In einer anderen Studie untersuchten Forscher 171 Patienten mit Lennox-Gastaut-Syndrom. Auch hier nahmen die Probanden begleitend zum CBD Antiepileptika, reduzierten die Dosis jedoch im Vergleich zu vor der Untersuchung um die Hälfte. Im Mittelwert konnte durch das Cannabidiol innerhalb von vier Wochen ein Rückgang der Anfälle um 44 Prozent beobachtet werden.

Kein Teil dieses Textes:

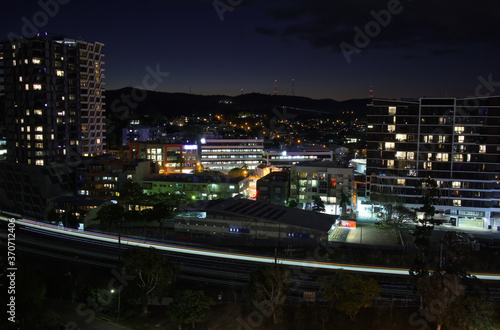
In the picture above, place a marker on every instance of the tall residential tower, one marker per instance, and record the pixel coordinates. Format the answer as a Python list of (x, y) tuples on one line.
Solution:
[(53, 98), (455, 142)]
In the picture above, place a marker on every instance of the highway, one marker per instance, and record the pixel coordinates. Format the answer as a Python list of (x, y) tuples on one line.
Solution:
[(111, 242)]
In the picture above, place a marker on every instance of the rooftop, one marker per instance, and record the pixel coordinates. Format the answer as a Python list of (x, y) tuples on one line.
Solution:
[(265, 211)]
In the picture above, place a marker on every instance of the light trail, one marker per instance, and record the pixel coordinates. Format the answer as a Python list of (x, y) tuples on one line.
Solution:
[(213, 253)]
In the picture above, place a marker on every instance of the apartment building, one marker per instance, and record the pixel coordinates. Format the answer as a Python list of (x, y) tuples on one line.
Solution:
[(53, 98), (225, 154), (455, 142)]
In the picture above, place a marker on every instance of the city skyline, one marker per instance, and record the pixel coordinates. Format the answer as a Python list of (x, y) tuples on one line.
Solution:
[(402, 48)]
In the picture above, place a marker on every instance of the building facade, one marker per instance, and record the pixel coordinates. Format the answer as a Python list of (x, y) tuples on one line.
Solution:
[(204, 186), (103, 178), (325, 179), (171, 158), (287, 157), (225, 154), (53, 98), (455, 142), (274, 188)]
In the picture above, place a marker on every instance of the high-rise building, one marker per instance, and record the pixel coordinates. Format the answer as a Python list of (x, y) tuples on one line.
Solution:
[(455, 142), (53, 98), (225, 154)]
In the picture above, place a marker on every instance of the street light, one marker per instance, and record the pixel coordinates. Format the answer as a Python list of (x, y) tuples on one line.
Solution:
[(119, 291)]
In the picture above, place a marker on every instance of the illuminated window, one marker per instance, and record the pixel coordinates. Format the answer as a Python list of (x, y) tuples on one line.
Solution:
[(389, 146), (400, 137)]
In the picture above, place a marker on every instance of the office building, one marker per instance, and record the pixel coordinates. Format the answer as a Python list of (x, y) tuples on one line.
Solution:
[(53, 98), (325, 179), (225, 154), (455, 142), (171, 158), (289, 156)]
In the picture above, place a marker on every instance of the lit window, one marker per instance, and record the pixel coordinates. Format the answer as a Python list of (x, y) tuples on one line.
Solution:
[(400, 137), (389, 145)]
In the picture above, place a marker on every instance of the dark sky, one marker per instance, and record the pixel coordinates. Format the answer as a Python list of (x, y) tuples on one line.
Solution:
[(428, 48)]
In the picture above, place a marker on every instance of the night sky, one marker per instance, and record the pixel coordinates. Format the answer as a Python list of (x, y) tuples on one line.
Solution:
[(429, 48)]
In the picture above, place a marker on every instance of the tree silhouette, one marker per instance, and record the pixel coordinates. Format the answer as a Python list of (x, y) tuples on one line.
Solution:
[(190, 307), (349, 293), (267, 289), (153, 272)]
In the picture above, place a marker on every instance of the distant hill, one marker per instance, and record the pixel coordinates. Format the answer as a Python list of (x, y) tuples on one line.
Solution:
[(168, 104), (157, 105)]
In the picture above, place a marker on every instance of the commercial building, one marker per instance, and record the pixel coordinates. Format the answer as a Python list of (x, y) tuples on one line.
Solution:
[(53, 99), (203, 186), (274, 188), (171, 158), (455, 142), (325, 179), (253, 223), (225, 154), (103, 178), (289, 156)]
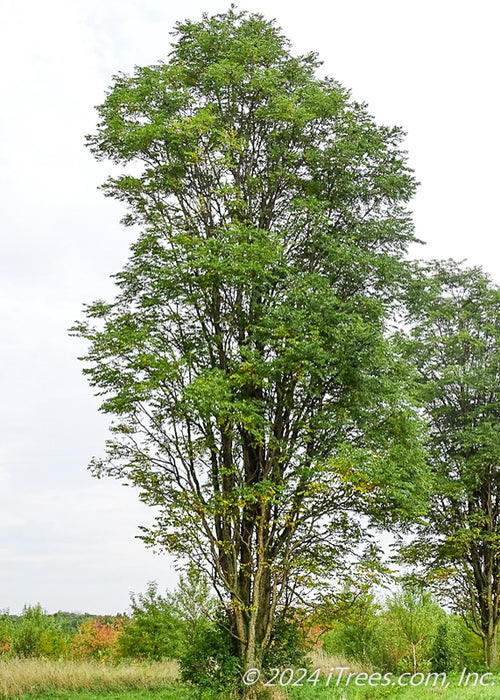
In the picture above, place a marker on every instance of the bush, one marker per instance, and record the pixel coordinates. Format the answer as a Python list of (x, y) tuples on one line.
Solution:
[(210, 661), (37, 634), (155, 631), (6, 634), (98, 639), (288, 645)]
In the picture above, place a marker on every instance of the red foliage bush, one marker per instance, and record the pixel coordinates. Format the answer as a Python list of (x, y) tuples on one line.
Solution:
[(97, 639)]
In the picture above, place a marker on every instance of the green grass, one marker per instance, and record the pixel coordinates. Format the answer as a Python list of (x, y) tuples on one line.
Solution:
[(421, 692)]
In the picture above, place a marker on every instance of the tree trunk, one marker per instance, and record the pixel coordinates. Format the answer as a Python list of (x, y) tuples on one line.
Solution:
[(490, 648)]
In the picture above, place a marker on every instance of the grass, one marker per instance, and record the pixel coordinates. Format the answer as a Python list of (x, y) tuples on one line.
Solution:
[(41, 679), (20, 676)]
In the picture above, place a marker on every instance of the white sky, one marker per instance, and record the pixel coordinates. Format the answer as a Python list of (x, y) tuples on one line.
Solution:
[(431, 66)]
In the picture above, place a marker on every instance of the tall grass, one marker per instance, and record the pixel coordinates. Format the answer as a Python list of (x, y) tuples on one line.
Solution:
[(18, 676)]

Allerdings wurden den Teilnehmern in beiden Studien jeweils 20 Milligramm CBD pro Kilo Körpergewicht und Tag verabreicht. Mit handelsüblichen Dosierungen sind vergleichbare Effekte schlicht nicht zu erreichen, weshalb wir von der eigenständigen Anwendung von CBD bei Epilepsie dringend abraten. Zu erwähnen ist auch, dass durch das CBD in beiden Untersuchungen häufiger Nebenwirkungen wie Durchfall oder Erbrechen auftraten.

CBD bei Epilepsie: Was man bis heute weiß

  • Zu einer potenziellen Behandlung von CBD mit Epilepsie sind Dosierungen nötig, die die handelsüblichen Empfehlungen um ein Vielfaches überschreiten. Daher solltest Du eine eventuelle Einnahme von CBD bei Epilepsie unbedingt ärztlich abklären lassen.
  • Epilepsie kann sowohl gesundheitliche als auch auch psychosoziale Auswirkungen nach sich ziehen.
  • Circa 30 Prozent der Patienten sprechen nicht auf Antiepileptika an.
  • Verwender berichten immer wieder von positiven Wirkungen von CBD bei Epilepsie.
  • Auch Studien geben erste Hinweise auf eine Wirksamkeit von CBD bei bestimmten Formen der Epilepsie.